最初に見るのは前面道路です。建て替えを前提に買う人にとって、敷地が建築基準法上の道路に一定の幅で接しているかどうかは価格そのものを左右します。公道か私道か、幅員はどれくらいか、位置指定を受けた道路か、いわゆる二項道路でセットバックが要るのか。市の建築を担当する窓口や関係機関で調べられますが、最終的な判断は建築士や宅地建物取引士に渡してください。ここが弱い家は一般の募集では反応が鈍く、隣地への打診か、現況のまま買う相手を探す方向に寄っていきます。
建物は、築年数と使えるかどうかを分けて考えます。昭和五十六年五月三十一日以前に建てられた家かどうかは、耐震の基準が切り替わる時期に当たるため、税の特例の要件や買主の住宅ローンの通りやすさに関わってきます。加えて、雨漏りの跡、シロアリの被害、基礎のひび、給湯器や配管の状態を見ます。遠州の冬の空っ風と台風で、瓦のずれ、雨樋の外れ、カーポートの屋根材の飛散は毎年のように起こります。
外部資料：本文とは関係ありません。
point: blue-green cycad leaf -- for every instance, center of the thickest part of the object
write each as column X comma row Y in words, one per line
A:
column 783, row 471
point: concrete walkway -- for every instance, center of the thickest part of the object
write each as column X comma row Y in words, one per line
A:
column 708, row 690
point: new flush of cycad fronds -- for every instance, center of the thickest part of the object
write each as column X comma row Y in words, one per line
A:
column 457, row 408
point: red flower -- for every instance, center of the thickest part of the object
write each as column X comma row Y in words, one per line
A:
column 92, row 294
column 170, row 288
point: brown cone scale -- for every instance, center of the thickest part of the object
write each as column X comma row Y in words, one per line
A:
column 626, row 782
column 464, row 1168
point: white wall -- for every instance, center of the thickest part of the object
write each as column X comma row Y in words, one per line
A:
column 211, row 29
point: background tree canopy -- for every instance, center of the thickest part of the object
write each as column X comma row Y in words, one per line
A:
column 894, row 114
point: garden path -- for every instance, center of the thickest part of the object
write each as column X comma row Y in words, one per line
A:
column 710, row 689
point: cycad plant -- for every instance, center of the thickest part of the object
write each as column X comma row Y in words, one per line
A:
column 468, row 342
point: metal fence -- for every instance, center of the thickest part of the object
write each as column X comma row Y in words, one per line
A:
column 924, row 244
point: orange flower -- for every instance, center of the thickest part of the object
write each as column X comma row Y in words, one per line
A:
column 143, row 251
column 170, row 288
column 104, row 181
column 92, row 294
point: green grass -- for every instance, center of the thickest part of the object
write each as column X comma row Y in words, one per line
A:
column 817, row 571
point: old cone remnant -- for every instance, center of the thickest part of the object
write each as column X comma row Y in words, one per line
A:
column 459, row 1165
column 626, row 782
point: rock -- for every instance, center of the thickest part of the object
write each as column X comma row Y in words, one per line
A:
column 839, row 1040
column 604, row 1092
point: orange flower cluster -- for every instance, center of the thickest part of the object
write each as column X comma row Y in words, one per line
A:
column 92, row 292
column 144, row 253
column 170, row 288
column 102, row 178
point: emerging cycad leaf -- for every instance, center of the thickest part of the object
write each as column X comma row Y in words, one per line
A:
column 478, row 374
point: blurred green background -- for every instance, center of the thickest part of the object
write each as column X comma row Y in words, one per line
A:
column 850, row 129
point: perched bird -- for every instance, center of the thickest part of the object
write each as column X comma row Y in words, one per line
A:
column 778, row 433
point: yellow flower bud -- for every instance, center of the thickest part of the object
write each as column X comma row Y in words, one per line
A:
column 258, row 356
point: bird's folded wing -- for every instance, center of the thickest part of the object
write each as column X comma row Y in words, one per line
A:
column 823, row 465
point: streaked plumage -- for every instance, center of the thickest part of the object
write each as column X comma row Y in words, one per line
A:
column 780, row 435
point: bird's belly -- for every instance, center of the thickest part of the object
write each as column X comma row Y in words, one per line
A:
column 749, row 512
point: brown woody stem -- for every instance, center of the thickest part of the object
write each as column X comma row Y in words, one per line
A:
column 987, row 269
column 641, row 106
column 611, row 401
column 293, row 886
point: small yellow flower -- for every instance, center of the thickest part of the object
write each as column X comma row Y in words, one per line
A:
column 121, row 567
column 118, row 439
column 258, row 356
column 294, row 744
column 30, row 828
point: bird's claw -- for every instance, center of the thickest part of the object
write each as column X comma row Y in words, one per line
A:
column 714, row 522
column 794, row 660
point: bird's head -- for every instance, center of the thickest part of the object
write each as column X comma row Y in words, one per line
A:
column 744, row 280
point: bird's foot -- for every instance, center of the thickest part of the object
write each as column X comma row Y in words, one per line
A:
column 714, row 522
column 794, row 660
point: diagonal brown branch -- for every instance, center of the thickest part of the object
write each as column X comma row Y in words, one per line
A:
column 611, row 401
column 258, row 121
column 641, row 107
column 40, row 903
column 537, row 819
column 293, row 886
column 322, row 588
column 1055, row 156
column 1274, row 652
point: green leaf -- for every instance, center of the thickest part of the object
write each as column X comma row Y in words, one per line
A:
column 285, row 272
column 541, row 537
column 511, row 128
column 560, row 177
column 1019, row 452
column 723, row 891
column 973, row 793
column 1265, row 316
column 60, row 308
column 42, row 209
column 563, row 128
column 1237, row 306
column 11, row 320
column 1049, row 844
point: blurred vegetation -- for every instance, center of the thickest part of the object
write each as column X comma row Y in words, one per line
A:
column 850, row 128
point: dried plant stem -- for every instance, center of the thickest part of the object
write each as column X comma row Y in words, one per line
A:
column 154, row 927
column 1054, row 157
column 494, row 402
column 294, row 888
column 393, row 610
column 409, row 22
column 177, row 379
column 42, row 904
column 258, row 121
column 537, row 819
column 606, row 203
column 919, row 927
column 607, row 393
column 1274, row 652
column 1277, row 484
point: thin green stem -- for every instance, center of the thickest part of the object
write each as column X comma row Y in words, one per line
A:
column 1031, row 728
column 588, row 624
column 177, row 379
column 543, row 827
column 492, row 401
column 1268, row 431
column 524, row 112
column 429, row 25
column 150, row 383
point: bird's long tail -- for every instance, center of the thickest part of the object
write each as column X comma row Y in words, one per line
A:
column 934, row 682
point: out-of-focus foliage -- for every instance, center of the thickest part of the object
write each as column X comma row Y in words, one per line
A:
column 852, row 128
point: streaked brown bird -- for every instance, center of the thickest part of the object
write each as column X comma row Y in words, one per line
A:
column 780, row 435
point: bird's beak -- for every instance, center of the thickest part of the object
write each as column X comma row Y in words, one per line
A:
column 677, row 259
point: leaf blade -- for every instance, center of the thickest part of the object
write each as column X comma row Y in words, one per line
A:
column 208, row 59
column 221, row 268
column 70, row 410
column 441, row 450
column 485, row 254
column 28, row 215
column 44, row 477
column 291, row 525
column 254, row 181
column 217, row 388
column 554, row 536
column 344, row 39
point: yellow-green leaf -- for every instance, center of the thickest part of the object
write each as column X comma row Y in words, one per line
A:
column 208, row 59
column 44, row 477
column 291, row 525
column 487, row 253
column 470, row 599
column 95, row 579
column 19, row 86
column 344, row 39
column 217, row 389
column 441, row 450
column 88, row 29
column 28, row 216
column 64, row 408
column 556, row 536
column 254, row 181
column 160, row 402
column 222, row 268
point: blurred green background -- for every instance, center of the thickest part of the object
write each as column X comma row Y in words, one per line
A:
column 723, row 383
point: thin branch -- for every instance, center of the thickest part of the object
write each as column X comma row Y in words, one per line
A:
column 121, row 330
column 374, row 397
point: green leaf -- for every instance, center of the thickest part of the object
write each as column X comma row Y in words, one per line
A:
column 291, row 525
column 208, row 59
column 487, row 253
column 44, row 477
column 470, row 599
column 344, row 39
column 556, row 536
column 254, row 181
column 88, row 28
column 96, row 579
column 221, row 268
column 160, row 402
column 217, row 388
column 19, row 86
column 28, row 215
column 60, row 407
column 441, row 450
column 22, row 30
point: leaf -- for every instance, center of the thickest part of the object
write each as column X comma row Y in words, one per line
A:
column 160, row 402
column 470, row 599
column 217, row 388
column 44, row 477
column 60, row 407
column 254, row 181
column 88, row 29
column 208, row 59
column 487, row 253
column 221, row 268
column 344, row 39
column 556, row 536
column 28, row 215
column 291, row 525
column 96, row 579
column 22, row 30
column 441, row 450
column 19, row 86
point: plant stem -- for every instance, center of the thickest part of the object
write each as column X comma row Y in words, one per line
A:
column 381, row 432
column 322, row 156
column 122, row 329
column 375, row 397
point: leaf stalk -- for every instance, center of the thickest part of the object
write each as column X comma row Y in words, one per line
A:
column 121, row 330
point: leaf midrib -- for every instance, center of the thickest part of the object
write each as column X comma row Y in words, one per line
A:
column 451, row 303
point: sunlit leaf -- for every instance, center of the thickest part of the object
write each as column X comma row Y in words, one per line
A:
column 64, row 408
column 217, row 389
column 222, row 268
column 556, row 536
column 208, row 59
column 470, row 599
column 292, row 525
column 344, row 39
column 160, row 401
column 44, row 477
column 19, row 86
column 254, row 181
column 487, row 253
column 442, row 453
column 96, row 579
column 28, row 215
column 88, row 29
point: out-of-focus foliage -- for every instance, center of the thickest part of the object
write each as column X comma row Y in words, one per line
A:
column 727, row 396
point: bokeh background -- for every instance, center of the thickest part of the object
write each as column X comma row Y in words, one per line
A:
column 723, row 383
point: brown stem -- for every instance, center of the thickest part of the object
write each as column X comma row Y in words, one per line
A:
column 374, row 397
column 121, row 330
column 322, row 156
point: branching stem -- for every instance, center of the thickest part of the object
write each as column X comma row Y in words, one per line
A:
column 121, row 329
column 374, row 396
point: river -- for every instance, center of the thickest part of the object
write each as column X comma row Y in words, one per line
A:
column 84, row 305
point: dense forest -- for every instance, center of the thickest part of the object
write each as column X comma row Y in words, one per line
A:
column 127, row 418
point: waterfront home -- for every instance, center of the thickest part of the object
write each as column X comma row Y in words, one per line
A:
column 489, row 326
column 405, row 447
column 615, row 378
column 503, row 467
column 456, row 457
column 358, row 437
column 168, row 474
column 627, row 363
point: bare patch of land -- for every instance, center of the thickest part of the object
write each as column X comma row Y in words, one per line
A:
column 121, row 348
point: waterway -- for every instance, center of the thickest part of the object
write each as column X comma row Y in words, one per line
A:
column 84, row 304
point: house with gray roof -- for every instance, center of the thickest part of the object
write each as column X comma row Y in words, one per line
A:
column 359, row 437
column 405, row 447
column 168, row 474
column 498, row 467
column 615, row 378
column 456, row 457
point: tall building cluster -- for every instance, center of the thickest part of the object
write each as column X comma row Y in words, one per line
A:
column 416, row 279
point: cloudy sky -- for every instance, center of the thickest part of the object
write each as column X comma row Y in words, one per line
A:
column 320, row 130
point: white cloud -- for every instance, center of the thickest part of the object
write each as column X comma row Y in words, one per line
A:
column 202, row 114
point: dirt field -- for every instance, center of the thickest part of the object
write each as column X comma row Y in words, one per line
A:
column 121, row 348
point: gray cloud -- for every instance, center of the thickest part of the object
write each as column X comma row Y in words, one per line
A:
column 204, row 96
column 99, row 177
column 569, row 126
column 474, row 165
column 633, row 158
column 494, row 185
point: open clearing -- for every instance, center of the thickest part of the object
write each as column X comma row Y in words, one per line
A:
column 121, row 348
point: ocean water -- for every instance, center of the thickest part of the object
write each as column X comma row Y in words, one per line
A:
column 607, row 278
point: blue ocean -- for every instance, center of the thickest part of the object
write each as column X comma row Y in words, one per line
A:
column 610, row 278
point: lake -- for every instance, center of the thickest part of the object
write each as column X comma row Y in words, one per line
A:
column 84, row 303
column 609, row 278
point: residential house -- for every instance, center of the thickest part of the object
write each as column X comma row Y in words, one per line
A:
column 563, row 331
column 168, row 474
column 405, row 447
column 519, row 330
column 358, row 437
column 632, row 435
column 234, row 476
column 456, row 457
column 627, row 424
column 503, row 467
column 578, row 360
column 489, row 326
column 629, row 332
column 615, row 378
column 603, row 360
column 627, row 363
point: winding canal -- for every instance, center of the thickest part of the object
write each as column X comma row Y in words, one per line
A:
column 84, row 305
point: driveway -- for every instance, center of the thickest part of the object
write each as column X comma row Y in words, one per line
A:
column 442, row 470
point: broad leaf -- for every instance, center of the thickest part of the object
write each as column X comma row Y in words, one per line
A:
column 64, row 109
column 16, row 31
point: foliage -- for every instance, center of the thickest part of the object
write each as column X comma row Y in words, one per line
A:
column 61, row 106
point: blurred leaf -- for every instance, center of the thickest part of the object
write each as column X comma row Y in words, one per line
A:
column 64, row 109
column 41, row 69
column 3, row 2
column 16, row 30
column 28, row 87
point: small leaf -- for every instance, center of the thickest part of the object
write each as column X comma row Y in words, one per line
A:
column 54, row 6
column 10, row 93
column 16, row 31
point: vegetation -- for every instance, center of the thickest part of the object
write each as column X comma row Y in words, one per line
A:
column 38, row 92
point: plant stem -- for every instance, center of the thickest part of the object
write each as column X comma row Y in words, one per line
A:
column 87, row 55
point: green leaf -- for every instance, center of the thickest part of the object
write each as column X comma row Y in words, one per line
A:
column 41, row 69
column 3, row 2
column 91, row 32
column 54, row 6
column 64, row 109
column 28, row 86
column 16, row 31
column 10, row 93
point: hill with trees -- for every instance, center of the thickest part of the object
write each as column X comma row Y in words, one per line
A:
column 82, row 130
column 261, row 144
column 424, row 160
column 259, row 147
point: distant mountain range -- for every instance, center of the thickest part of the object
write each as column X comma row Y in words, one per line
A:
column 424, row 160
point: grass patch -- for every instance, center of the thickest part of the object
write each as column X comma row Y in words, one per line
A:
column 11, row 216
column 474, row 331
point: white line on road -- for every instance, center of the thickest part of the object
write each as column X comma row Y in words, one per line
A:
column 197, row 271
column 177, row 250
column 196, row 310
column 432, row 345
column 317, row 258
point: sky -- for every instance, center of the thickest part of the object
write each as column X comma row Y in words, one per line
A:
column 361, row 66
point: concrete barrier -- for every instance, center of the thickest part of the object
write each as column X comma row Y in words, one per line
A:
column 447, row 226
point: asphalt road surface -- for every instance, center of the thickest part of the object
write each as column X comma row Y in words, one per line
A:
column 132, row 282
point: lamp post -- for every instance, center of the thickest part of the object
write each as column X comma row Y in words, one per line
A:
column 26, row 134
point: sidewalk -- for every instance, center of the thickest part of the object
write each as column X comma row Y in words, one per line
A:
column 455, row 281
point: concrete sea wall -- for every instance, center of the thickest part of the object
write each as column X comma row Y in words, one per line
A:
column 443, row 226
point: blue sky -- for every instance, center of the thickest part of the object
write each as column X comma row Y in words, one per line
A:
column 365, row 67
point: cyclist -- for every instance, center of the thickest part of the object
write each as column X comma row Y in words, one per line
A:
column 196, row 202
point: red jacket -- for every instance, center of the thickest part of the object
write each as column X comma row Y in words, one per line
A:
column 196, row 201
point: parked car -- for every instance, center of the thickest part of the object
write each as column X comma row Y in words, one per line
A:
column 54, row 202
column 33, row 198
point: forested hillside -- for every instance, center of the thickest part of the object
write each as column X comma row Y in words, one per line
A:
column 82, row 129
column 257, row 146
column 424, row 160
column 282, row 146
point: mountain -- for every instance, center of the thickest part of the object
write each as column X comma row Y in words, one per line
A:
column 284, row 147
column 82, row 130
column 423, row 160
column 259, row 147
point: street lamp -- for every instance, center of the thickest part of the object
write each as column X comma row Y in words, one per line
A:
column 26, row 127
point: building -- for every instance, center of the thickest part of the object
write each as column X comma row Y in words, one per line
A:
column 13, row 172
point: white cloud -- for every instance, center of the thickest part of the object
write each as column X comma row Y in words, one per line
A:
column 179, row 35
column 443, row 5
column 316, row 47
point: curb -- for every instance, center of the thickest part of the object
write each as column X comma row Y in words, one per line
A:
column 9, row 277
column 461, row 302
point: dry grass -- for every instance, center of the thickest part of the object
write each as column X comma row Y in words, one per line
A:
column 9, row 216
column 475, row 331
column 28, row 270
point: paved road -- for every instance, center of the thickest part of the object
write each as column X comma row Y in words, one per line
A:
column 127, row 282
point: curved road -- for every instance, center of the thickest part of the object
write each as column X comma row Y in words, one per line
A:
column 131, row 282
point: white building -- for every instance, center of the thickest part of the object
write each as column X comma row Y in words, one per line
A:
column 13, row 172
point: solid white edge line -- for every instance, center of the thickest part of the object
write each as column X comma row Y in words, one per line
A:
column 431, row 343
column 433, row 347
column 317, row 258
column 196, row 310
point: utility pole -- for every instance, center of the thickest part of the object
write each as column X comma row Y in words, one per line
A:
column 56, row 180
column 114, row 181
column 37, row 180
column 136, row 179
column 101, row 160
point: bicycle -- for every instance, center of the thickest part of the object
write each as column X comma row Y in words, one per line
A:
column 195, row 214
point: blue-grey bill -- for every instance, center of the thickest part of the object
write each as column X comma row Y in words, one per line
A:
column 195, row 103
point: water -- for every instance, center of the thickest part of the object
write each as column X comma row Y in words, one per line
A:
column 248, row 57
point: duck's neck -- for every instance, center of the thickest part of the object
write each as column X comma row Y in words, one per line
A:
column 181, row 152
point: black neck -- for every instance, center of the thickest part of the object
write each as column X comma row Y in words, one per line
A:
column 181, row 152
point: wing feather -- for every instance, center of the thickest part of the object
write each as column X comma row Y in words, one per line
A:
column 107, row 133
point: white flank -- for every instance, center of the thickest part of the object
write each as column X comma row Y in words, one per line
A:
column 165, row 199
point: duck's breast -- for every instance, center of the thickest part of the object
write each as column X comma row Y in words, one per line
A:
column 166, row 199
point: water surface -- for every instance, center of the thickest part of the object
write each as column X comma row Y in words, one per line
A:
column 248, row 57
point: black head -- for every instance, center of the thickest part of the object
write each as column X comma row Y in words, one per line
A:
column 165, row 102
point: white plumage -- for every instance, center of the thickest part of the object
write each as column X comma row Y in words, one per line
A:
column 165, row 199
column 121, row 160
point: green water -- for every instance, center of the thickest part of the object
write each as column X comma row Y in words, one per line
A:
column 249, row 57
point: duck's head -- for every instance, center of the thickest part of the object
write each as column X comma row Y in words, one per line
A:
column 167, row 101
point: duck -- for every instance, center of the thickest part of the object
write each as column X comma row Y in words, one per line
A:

直してから売るのか、現況のまま値段に織り込むのかで経路が変わります。
残置物の量も経路を決める要素です。仏壇、農機具、大量の食器、物置の中身、離れに積まれた古材。これらを売主側で処分してから引き渡す前提なら、片付けと処分に数週間から数か月と相応の費用がかかります。買取や現況渡しでは、残したまま引き渡せる条件が付くことがあり、その分だけ提示額が下がる形になります。どちらが手取りで有利かは、処分費の見積もりを取ってから比べてください。見積もりは家財の量を写真で伝えれば概算を出してもらえます。
権利の側では、名義と境界を確認します。登記名義が先代のままなら、売る前に相続登記が必要です。相続によって不動産を取得したことを知った日から三年以内に登記の申請をする義務が定められており、過去に発生した相続にも経過措置が置かれています。遺産分割がまとまらないときは、相続人であることを申し出る登記の仕組みも用意されています。境界については、地積測量図が備え付けられているか、境界標が現地に残っているかを見て、確定が必要かどうかを土地家屋調査士に相談します。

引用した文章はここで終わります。